Despite Liberal unease over revamped anti-terror bill, PM promises fast-track
    BRUCE CHEADLE
    Canadian Press
    May 2, 2002

    OTTAWA (CP) - Prime Minister Jean Chretien told his caucus Wednesday he plans to fast-track the government's newly redrafted anti-terrorism legislation and pass it before the Commons rises in June for the summer break. Concerns remain, however, both inside and outside Liberal ranks over the impact of the revised bill, now called C-55, or Public Security Act.

    The bill was introduced in the Commons on Monday after an earlier draft, Bill C-42, was quietly scrapped under the weight of heavy internal Liberal criticism.

    "We have listened to parliamentarians, we have listened to Canadians," Transport Minister David Collenette said Wednesday as the Commons began two days of debate on the legislation.

    "This bill is worthy of support of all members of this House."

    But lingering resentment remains, caucus sources said, because Liberal MPs were given no say in the look of the replacement bill.

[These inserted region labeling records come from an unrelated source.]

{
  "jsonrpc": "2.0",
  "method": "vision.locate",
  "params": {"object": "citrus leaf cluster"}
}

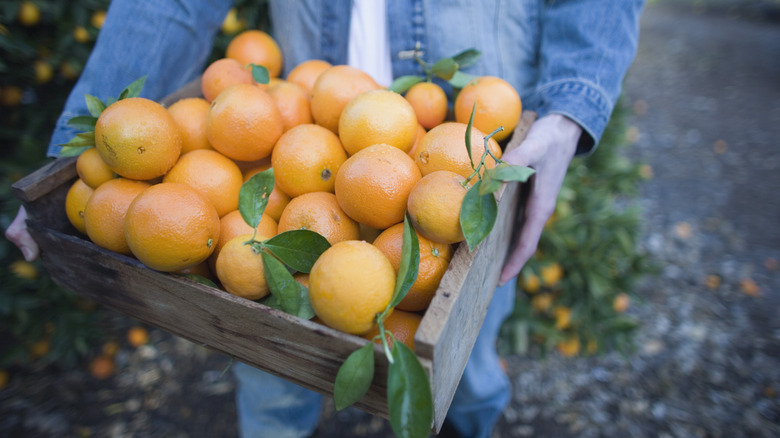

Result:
[388,49,482,94]
[333,214,433,438]
[238,169,330,319]
[460,102,535,251]
[59,76,146,157]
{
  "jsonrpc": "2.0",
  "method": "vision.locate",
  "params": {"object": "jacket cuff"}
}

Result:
[527,79,613,155]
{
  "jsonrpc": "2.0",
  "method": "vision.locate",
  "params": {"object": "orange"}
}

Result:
[404,82,448,129]
[287,59,332,96]
[225,29,283,78]
[374,223,452,312]
[84,178,149,254]
[89,355,116,380]
[95,97,182,180]
[339,90,418,155]
[271,124,347,197]
[336,144,421,229]
[163,149,244,217]
[612,292,631,313]
[65,178,94,234]
[206,84,284,161]
[279,192,360,245]
[123,182,219,272]
[215,234,269,300]
[363,308,422,350]
[311,65,380,134]
[209,210,279,268]
[168,97,214,154]
[454,76,523,141]
[414,122,501,178]
[407,170,468,243]
[200,58,255,102]
[293,272,309,289]
[268,81,314,131]
[309,240,395,335]
[76,148,114,189]
[127,326,149,347]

    Chretien made it clear Wednesday to his fractious caucus that unlike Bill C-55's predecessor introduced last November, the new bill will be rushed through the Commons within weeks.

    The prime minister also brushed off opposition questions about the constitutionality of the legislation, saying citizens could challenge the bill's more contentious provisions in court.

    "If the bill is not valid, (Bloc Leader Gilles Duceppe) has no reason to be worried, the courts will certainly reject it," Chretien said in the Commons.

    Duceppe and Conservative Leader Joe Clark both attacked elements of the proposed military security zones that can be established under the new law. Clark called the provision "drive-by martial law."

    But it was federal privacy commissioner George Radwanski who made the most pointed critique Wednesday.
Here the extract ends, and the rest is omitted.